Dheandra pun langsung menghampiri nya mencium Gerald, yang baru bergabung bocah laki-laki itu masih menggunakan piayma tidur nya, dan masih terlihat mengantuk tapi sengaja Refi, bangun kan agar Gerald, bisa menemani nya sarapan.
"Gerald sayang ko belum mandi dan bersiap susternya mana, tadi kan mommy sudah menyiapkan baju untuk mu"ucap Dheandra.
"Honey, sudah jangan ngomel pagi-pagi begini tidak baik kasihan anak Daddy yang disini pasti tegang dan ini juga anak ganteng Daddy, kasihan dia masih mengantuk"ucap Andra lembut sambil mengelus ibu dan anak itu.
"Mom... Gerald, ngantuk pengen bobo lagi"ujar bocah itu yang kembali bersandar di kursi sambil memejamkan mata nya.
jangan gitu dong Abang sebentar lagi Abang punya Ade kenapa?...malas begini nanti Ade nya ikutan Abang malas gimana??.."ucap Andra lembut sambil mengelus punggung Gerald yang membawa nya kedalam pelukan nya.
"Daddy... lanjutkan sarapan nya, nanti Daddy terlambat"ucap Dheandra menatap kearah suaminya yang kini memeluk putra nya itu.
"Iya.... Abang sarapan pagi saja biar aku yang urus Gerald"ucap Refi, yang kini hendak berdiri.
"Fi... kamu juga kerja jadi tidak perlu mengurus Gerald sudah ada suster nya"ucap Dheandra.

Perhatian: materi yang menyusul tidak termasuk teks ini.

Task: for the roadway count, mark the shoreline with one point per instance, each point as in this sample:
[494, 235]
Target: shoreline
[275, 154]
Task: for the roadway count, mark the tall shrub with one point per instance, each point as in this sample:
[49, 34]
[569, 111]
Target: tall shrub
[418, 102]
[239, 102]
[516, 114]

"Nggak apa-apa, Dhe, masih ada waktu satu jam lagi, untuk masuk lagian kantor nggak jauh juga dari sini tinggal menggunakan mobil mu hehehe"ucap Refi.
Dheandra, hanya tersenyum sambil mengambil alih Gerald, dari pangkuan Andra tapi Andra,sigap melarang nya untuk menggendong putra nya yang kini sudah lebih besar.
"Mom... hati-hati kamu tidak boleh mengangkat beban berat, Gerald sudah besar dan tubuh nya berat"ucap Andra yang langsung memindahkan Gerald, ke kursi nya, Dheandra langsung beralih tempat duduk nya wanita itu hendak menyuapi sang putra.
"Gerald, hari ini sekolah nggak, Om mau ajak Gerald, kekantor "ucap Refi.
"Sekolah"ucap Gerald.
"Baiklah pulang sekolah om jemput"ucap Refi lagi.
"Fi... besok kita akan mengadakan tahlil untuk mommy mu, jadi kamu tidak boleh pulang larut kita harus mempersiapkan nya sore ini juga"ucap Dheandra, yang selama ini selalu membantu Refi, untuk mengurus segala keperluan acara tahlilan ibunda Refi.
"Baik Dhe, tapi kamu tidak usah datang aku tidak ingin kamu kecapean"ucap Refi.
"Fi...biar bagaimanapun gue juga saudara Lo, jadi semua adalah kewajiban gue"ucap Dheandra.
"Kita adakan acaranya di sini saja mom...biar orang-orang Daddy yang menyiapkan semuanya"ucap Andra menengahi.
"Aku sih terserah Refi, baiknya gimana"ucap Dheandra.
"Dhe disini atau pun di sana sama saja, sekarang yang terpenting adalah do'a nya yang mommy butuhkan"ucap Refi, yang bahagia karena Dheandra selalu ada untuk nya dan selalu memprioritaskan kepentingan nya.